Cost: The submerged AnMBR variant is the most cost-effective due to the low negative pressure requirements. In addition, the liquid does not need to be pumped into an external chamber to go through the filtration process. Due to both of these characteristics of the submerged AnMBR, it has a lower energy requirement, therefore costing less to operate than the external AnMBR variants.

Operability: The external AnMBR/ external submerged AnMBR variants are the most advantageous in terms of operability. In these variants, less membrane fouling occurs, and therefore these variants are functional for long periods of time.
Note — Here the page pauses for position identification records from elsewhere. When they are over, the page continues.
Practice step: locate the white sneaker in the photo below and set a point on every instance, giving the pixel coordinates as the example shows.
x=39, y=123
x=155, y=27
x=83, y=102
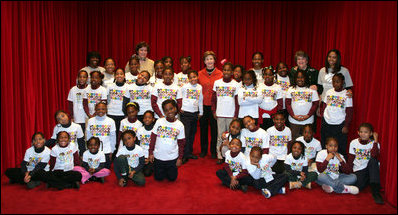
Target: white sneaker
x=327, y=188
x=266, y=193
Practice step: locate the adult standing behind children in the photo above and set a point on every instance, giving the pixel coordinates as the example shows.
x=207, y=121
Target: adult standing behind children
x=142, y=50
x=207, y=77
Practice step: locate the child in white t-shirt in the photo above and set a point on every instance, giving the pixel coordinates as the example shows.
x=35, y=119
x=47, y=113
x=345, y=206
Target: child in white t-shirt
x=34, y=164
x=301, y=103
x=329, y=163
x=93, y=163
x=296, y=167
x=259, y=167
x=103, y=127
x=363, y=157
x=75, y=100
x=130, y=161
x=312, y=146
x=167, y=143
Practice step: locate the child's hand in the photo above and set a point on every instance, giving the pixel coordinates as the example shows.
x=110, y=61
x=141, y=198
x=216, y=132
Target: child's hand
x=179, y=162
x=344, y=130
x=376, y=137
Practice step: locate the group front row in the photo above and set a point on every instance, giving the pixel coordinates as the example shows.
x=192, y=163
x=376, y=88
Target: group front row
x=252, y=157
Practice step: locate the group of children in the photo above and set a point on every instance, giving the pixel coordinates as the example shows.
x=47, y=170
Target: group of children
x=146, y=125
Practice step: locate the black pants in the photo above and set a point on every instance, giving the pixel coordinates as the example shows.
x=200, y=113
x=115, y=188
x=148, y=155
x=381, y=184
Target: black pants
x=204, y=135
x=190, y=121
x=117, y=120
x=267, y=123
x=222, y=174
x=334, y=131
x=279, y=167
x=17, y=176
x=371, y=174
x=165, y=169
x=273, y=186
x=60, y=179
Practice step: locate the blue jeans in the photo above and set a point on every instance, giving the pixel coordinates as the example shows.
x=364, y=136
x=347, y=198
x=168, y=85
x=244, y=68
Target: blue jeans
x=338, y=183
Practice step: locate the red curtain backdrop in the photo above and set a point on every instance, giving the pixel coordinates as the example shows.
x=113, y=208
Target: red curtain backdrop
x=44, y=44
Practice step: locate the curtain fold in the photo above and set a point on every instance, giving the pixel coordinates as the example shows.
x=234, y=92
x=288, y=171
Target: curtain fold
x=44, y=44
Additionally, due to the two units being separated, they are much simpler to clean when compared with the submerged AnMBR.

Size: While one of the main overall advantages of the AnMBR is its relatively compact size, the submerged AnMBR variant is the most compact of the three, keeping all of its operations within a single unit.

Despite the disadvantages that the submerged AnMBR harbors in terms of operability, its cost and size are both desirable traits to companies, subsequently making it the frequented variant in the industry.

== Environmental Impacts ==
This technology can be used to diminish the effect of droughts by effectively treating the wastewater in such a way that it can be reused, specifically for agricultural purposes.

In addition, the AnMBR properly treats the organic load in wastewater such that it is not being released into the environment. The technology also produces less sludge due to the conversion into biogas, which provides more of an opportunity for recycling.

When compared to its counterparts, the traditional Membrane Bioreactor and the Aerobic Membrane Bioreactor, the AnMBR comes up ahead due to the higher quality of effluent that it discharges as well as the lesser amount of sludge, due to biogas production.

== Shortcomings ==
While the AnMBR technology has many benefits for revolutionizing wastewater treatment, it does not come without its drawbacks. The AnMBR is prone to membrane fouling by aggregation of bacteria. This proves to be quite dangerous for the technology as it would drastically reduce the efficiency of filtration, in turn also increasing energy consumption, making the entire process more expensive. Membrane fouling also leads to the technology having to be replaced much more often, which is also expensive. In addition, the anaerobic bacteria are susceptible to entering the effluent, which leads to their loss in the reactor unit.

== Industrial Applications ==
While the AnMBR has not been applied at an industrial scale yet, there are a few companies that produce the technology and are marketing it as a viable alternative to current wastewater treatment technologies. Two prominent companies who are marketing the AnMBR system are Aquatech and Evoqua. Currently, Aquatech produces the external AnMBR configuration while Evoqua produces the submerged AnMBR configuration.